A segunda vez foi em Porto União, SC, onde havia uma moça - devia ter uns 18, 19 anos e, sinceramente, era uma das mulheres mais lindas que já vi, e que respondeu quando perguntei algo: "não sei, só tomo conta aqui, ainda sou estudante"... fica difícil. Não que beleza signifique necessariamente cultura ou interesse na área, mas acaba decepcionando mais ainda quem pergunta...

Acho, no entanto, que o conceito de pesquisa, cultura e preservação aqui está mudando rápido, para melhor, mas falta muito ainda a percorrer. Uma das coisas que se precisa eliminar é a concorrencia - o ciúme que uma associação tem da outra... não sei se isso existe na Europa também...

Obrigado, e mande por favor as fotos de Rocinha.

quinta-feira, 26 de agosto de 2010

CARTAS ESQUECIDAS

Os Silva Oliveira... Constança, Daniel e, em pé, Angélica, em 1916. Foto tomada em Porto Ferreira.

Piracicaba, 12 de junho de 1916

Maria

Cheguei de viagem (1) não tão bom como suppunha, pois, á noite, arranjei a minha costumeira dor de cabeça que eu havia prophetizado, em virtude do pince-nez, do pó e talvez da saudade. (...)

Minha terra está morta.

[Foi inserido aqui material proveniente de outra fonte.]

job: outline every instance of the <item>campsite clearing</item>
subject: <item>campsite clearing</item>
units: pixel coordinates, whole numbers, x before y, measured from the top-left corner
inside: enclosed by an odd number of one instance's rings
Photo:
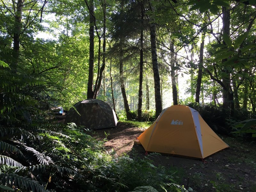
[[[146,155],[142,146],[134,144],[134,140],[144,131],[131,124],[119,122],[116,128],[94,130],[93,135],[101,140],[107,134],[105,146],[107,151],[113,149],[119,156],[125,154],[134,158],[147,157],[154,161],[156,166],[162,165],[174,172],[178,170],[172,179],[191,187],[194,191],[256,191],[255,143],[220,136],[230,147],[203,162],[171,154]]]

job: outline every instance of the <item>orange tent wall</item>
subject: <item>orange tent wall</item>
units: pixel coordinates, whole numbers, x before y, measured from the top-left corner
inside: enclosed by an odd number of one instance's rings
[[[228,147],[197,111],[180,105],[163,110],[138,139],[147,151],[198,158]]]

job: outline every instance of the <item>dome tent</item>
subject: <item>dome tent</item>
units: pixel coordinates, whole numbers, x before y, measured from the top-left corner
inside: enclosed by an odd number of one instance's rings
[[[138,139],[147,151],[200,158],[229,147],[196,110],[181,105],[164,109]]]
[[[116,113],[106,102],[98,99],[80,101],[69,109],[65,123],[73,122],[77,126],[84,125],[89,129],[98,129],[115,127],[117,123]]]

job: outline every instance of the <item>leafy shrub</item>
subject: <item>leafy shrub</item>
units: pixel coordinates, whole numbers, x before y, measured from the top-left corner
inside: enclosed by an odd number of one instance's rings
[[[232,133],[256,138],[256,119],[246,119],[232,125]]]
[[[197,111],[203,119],[212,128],[219,133],[228,134],[232,131],[237,131],[233,125],[247,119],[253,118],[255,114],[241,109],[235,110],[234,116],[228,116],[224,113],[220,107],[215,107],[211,105],[202,105],[191,103],[187,105]]]

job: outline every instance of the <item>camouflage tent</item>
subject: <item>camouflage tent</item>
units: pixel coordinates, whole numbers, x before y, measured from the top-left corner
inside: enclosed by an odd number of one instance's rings
[[[73,122],[89,129],[113,127],[117,123],[114,110],[108,103],[98,99],[86,99],[76,103],[69,109],[65,123]],[[80,114],[80,115],[79,115]]]

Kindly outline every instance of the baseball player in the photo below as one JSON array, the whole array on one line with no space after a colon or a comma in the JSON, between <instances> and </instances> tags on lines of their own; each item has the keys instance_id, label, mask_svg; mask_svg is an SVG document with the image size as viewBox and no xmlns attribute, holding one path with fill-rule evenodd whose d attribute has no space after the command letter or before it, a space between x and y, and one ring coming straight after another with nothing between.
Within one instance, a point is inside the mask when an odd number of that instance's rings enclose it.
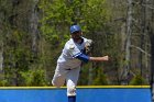
<instances>
[{"instance_id":1,"label":"baseball player","mask_svg":"<svg viewBox=\"0 0 154 102\"><path fill-rule=\"evenodd\" d=\"M70 39L66 42L57 60L53 86L59 88L66 82L68 102L76 102L76 86L79 77L81 61L107 61L108 56L90 57L84 53L85 44L89 39L81 36L79 25L70 26Z\"/></svg>"}]
</instances>

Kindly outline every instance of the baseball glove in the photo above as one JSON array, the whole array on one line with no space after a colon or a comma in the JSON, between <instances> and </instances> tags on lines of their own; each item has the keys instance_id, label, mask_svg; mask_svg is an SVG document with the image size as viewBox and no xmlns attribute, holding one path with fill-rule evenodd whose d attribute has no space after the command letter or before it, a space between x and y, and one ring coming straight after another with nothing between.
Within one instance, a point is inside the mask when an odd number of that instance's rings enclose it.
<instances>
[{"instance_id":1,"label":"baseball glove","mask_svg":"<svg viewBox=\"0 0 154 102\"><path fill-rule=\"evenodd\" d=\"M94 42L92 39L88 39L86 43L85 43L85 48L84 48L84 52L86 55L89 55L92 53L92 48L94 48Z\"/></svg>"}]
</instances>

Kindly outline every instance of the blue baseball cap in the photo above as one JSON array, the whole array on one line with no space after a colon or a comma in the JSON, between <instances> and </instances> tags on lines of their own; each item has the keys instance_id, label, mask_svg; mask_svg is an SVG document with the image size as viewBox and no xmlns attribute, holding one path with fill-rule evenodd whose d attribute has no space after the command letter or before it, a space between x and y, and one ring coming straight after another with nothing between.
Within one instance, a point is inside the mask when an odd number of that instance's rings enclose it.
<instances>
[{"instance_id":1,"label":"blue baseball cap","mask_svg":"<svg viewBox=\"0 0 154 102\"><path fill-rule=\"evenodd\" d=\"M81 29L80 29L79 25L73 25L73 26L70 26L70 34L73 34L73 33L75 33L77 31L79 31L79 32L81 31Z\"/></svg>"}]
</instances>

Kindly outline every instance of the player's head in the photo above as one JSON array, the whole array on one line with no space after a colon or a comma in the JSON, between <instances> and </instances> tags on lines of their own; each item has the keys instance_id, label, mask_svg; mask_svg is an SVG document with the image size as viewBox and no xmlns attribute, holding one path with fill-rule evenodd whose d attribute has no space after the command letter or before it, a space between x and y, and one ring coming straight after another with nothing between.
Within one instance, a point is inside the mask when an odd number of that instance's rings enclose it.
<instances>
[{"instance_id":1,"label":"player's head","mask_svg":"<svg viewBox=\"0 0 154 102\"><path fill-rule=\"evenodd\" d=\"M70 26L70 34L74 34L76 32L81 32L81 29L79 25L72 25Z\"/></svg>"}]
</instances>

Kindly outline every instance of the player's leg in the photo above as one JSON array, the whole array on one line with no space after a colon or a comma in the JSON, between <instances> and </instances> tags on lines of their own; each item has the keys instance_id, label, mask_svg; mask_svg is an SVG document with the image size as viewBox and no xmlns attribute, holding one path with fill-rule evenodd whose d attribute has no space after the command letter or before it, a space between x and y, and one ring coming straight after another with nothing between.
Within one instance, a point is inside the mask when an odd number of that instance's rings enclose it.
<instances>
[{"instance_id":1,"label":"player's leg","mask_svg":"<svg viewBox=\"0 0 154 102\"><path fill-rule=\"evenodd\" d=\"M66 77L68 102L76 102L76 86L80 68L72 69Z\"/></svg>"},{"instance_id":2,"label":"player's leg","mask_svg":"<svg viewBox=\"0 0 154 102\"><path fill-rule=\"evenodd\" d=\"M52 84L59 88L62 86L64 86L65 83L65 79L66 79L66 70L64 70L63 66L57 65L53 80L52 80Z\"/></svg>"}]
</instances>

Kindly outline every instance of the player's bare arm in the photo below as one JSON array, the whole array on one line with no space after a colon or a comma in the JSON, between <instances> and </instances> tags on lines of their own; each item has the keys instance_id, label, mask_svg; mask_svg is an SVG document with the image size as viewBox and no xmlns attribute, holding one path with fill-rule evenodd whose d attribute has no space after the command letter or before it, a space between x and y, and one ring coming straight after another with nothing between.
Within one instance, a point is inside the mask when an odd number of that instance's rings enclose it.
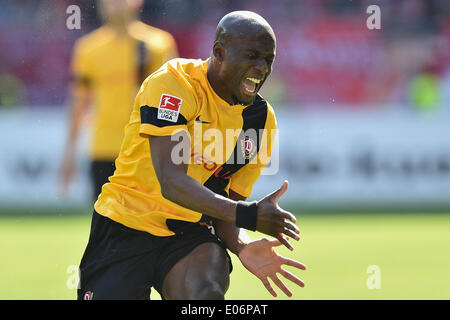
<instances>
[{"instance_id":1,"label":"player's bare arm","mask_svg":"<svg viewBox=\"0 0 450 320\"><path fill-rule=\"evenodd\" d=\"M187 209L202 212L225 222L236 223L237 201L216 194L187 175L186 164L175 164L172 149L178 142L170 136L149 137L151 157L162 195ZM295 216L278 206L278 199L287 189L283 186L257 203L256 230L277 238L286 247L292 246L283 237L299 239Z\"/></svg>"}]
</instances>

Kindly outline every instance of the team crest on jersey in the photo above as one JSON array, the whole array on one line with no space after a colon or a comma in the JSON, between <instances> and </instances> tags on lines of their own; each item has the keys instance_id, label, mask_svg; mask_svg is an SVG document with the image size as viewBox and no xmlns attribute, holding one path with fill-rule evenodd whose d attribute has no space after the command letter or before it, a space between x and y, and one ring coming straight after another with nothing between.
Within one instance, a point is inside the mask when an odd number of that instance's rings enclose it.
<instances>
[{"instance_id":1,"label":"team crest on jersey","mask_svg":"<svg viewBox=\"0 0 450 320\"><path fill-rule=\"evenodd\" d=\"M167 93L161 95L158 107L158 119L177 122L183 99Z\"/></svg>"},{"instance_id":2,"label":"team crest on jersey","mask_svg":"<svg viewBox=\"0 0 450 320\"><path fill-rule=\"evenodd\" d=\"M94 293L92 291L86 291L83 296L83 300L92 300L94 298Z\"/></svg>"},{"instance_id":3,"label":"team crest on jersey","mask_svg":"<svg viewBox=\"0 0 450 320\"><path fill-rule=\"evenodd\" d=\"M249 136L245 136L244 139L241 140L241 152L244 159L253 158L256 153L255 140Z\"/></svg>"}]
</instances>

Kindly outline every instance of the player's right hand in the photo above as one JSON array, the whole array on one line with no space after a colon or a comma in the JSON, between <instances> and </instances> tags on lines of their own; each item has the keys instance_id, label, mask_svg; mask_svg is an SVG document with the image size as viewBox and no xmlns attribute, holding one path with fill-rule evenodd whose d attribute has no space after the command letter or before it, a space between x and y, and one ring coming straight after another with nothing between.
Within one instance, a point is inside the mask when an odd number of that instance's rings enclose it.
<instances>
[{"instance_id":1,"label":"player's right hand","mask_svg":"<svg viewBox=\"0 0 450 320\"><path fill-rule=\"evenodd\" d=\"M292 213L283 210L278 205L278 200L287 188L288 182L285 180L278 190L258 201L256 230L275 237L289 250L294 250L294 247L284 236L295 240L300 239L300 230L295 225L296 218Z\"/></svg>"},{"instance_id":2,"label":"player's right hand","mask_svg":"<svg viewBox=\"0 0 450 320\"><path fill-rule=\"evenodd\" d=\"M62 162L62 166L59 172L60 179L60 194L65 197L69 193L70 182L72 181L74 173L74 158L71 154L66 154Z\"/></svg>"}]
</instances>

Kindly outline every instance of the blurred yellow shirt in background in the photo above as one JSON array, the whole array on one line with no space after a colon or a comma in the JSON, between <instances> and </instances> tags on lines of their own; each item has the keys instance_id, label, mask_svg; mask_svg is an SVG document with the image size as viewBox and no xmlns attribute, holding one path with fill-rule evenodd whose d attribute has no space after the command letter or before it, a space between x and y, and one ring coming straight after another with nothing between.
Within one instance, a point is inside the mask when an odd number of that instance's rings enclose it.
<instances>
[{"instance_id":1,"label":"blurred yellow shirt in background","mask_svg":"<svg viewBox=\"0 0 450 320\"><path fill-rule=\"evenodd\" d=\"M142 80L177 55L172 35L139 21L129 26L128 34L118 35L105 25L76 42L72 72L92 96L93 160L117 157Z\"/></svg>"}]
</instances>

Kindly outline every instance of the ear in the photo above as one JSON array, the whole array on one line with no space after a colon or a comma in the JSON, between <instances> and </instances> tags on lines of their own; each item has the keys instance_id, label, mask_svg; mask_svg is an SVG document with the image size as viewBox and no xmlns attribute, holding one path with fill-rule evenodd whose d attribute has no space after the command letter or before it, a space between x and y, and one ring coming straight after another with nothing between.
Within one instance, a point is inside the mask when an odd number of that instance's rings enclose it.
<instances>
[{"instance_id":1,"label":"ear","mask_svg":"<svg viewBox=\"0 0 450 320\"><path fill-rule=\"evenodd\" d=\"M215 41L212 54L218 62L222 62L225 57L225 48L220 41Z\"/></svg>"}]
</instances>

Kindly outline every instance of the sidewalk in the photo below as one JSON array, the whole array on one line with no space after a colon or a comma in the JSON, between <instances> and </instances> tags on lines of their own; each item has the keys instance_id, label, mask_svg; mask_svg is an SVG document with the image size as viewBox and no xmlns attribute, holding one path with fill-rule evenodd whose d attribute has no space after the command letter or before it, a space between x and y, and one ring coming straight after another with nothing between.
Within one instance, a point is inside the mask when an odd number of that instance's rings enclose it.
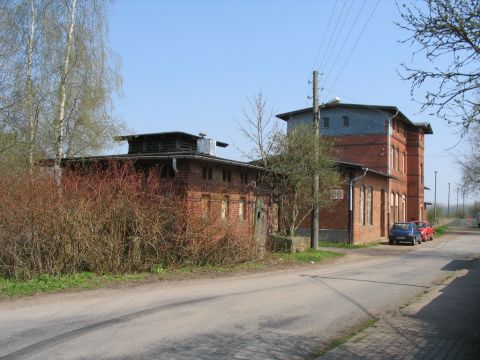
<instances>
[{"instance_id":1,"label":"sidewalk","mask_svg":"<svg viewBox=\"0 0 480 360\"><path fill-rule=\"evenodd\" d=\"M480 260L318 360L480 359Z\"/></svg>"}]
</instances>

Com a vinda das férias os estudantes zarparam. Os meus collegas, casados quase todos, não se atrevem mais a apparecer por estas plagas. (...)

Fui hoje entregar ao snr. Julio Pedroso e família as encomendas de seu Daniel e d. Constancia (2). Moram na casa da Empresa Telephonica e pelo que me falaram nunca sahiram daqui, depois que vieram de Descalvado e Porto Ferreira. Receberam-me affavelmente e a senhora do snr. Julio me contou que já sabia que tu eras minha noiva. Falamos, durante mais de uma hora, de Porto Ferreira e do pessoal dahi, que para elles, como para mim, quasi que se resume na família de teu pai. Prometteu, o Julio, arranjar o miesophone, si fosse possível e a Lucy não resistiu ao desejo infantil de abrir o pacote e ver o que é que a madrinha lhe mandava. (...)
Dahi mandar-me-ás algumas, especialmente sobre o estado de saúde do Joaquim (3). Como foste de festa de Pirassununga? (4) Ficaste para o baile ou decidiste mesmo voltar a assistir fitas no Condor? (...) (5)

É possivel que na volta, si não for incommodo ahi, eu leve commigo Sida (6), que com a mudança de escola vai ter uns quinze dias de férias.

Sem mais recommenda-me a todo o pessoal que forma a família Oliveira, não te esquecendo do Siqueira, Affonso e Rodello (7), emquanto te beijo humildemente as mãos

O teu Sud

Carta transcrita no português original.

(1) De Porto Ferreira, onde Sud Mennucci morava e estava então ainda noivo de minha avó Maria.
(2) Pais de Maria e meus bisavós.
(3) Um dos irmãos de Maria, 2 anos mais velho do que ela.
(4) Pirassununga, onde Maria estudava na Escola Normal e distante 20 km de Porto Ferreira.
(5) Cinema de Porto Ferreira na época.
(6) Irmã de Sud, mais nova.
(7) Futuros cunhados de Sud, menos Affonso que não tenho ideia de quem tenha sido.